The £4.5m project to improve traffic flow and pedestrian safety has been causing disruption in the town centre since they started in early September.
Due to be finished by November 24, businesses and residents said they were frustrated the finish date had been delayed by an extra 11 days.
In a statement released yesterday, Norfolk County Council said Surrogate Street would be reopened to two-way traffic from 10am on Wednesday, December 5, with new traffic lights in place.
Lisa Collings, an assistant at Myhills Pet and Garden, Queen’s Square, said the works were causing the shop problems in what is normally their busiest period.
She said: “This time of year you’d expect it to pick up with Christmas coming up but when roads are at a standstill out the front people are avoiding us. We’re frustrated because we’ve done everything we can, the Christmas stock is in and the windows are done but we’re standing here and nobody is coming in.”
David Self, 76, has lived in Attleborough for 23 years and said although he has always shopped in the town centre, barriers blocking pedestrian crossings meant he was struggling to walk in to town.
The Arlington Garden’s resident said: “I’m walking in but it takes much longer because I have to go all the way down the road and back again to cross over. I like going to the butchers and for coffee but the past couple of weeks my daughter brought my shopping round because the walk is too stressful with all that traffic going on.”
Despite many reporting a decrease in business, others said an appeal to shoppers to support the high street by Breckland Council had given sales a boost.

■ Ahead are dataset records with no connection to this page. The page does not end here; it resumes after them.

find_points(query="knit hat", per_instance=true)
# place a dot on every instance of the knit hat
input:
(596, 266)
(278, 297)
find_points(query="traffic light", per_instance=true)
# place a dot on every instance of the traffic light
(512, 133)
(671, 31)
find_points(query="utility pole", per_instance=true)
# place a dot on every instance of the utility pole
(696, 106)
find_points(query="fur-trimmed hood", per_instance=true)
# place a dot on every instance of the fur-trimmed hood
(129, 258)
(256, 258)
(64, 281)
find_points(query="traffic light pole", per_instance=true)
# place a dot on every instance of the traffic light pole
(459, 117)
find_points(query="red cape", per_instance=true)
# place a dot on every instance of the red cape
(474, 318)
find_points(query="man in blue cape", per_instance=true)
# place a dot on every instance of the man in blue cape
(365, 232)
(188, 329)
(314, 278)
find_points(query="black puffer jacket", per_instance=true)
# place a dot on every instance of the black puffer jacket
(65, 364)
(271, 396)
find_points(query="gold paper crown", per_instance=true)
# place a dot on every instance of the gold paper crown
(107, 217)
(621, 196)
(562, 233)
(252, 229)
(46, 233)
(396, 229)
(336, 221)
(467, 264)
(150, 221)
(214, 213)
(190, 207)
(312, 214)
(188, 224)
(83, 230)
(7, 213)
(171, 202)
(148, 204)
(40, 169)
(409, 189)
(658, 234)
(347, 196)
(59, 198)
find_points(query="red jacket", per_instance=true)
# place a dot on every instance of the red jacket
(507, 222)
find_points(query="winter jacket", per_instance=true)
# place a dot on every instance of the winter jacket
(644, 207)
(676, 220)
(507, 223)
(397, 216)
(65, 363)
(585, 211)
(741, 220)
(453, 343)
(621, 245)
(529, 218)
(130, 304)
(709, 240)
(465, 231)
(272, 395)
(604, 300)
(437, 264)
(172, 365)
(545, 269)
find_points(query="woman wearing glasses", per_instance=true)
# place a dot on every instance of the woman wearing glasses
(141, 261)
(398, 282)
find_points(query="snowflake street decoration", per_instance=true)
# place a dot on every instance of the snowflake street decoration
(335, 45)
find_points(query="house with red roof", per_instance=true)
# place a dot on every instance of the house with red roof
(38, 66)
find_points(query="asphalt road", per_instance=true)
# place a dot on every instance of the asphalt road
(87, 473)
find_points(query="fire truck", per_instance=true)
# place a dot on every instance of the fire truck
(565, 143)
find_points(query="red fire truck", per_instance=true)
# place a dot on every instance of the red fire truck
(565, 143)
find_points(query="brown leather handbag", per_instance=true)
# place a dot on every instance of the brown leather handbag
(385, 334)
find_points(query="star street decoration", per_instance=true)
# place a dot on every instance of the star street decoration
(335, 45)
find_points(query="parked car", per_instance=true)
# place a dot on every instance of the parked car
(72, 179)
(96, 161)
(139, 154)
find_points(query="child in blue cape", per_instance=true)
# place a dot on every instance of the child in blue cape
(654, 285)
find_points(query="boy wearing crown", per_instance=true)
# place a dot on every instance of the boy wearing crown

Jonathan Perfect, sales assistant at Aldridge Crafts on Queen’s Square, said: “Early on we noticed less business but people have got used to it and just allow more time to get into town. It’s been clear they want to keep coming in because we have an excellent high street.”
“Black Friday in a different way”
Sarah Horan, who owns Champagne Moments Boutique, Queen’s Square, said she could not compete with the black Friday price cuts offered by big retailers but that she hoped customers would stay loyal to excellent service.
She said: “We’re not doing Black Friday in the same way big businesses would because we don’t do many online sales, but people expect to get a bargain so I will be running promotions to entice people in.
You have to think all the time as a small independent retailer of ways to encourage customers with less disposable income to come in.
You don’t necessarily need to be as cheap as Primark but you have to go that extra mile so people enjoy the experience.
It’s trying to create that environment and give the best personal service you can.
There a wealth of talent in and around the town. It benefits people to support local businesses because they live here and nobody wants to see them go.”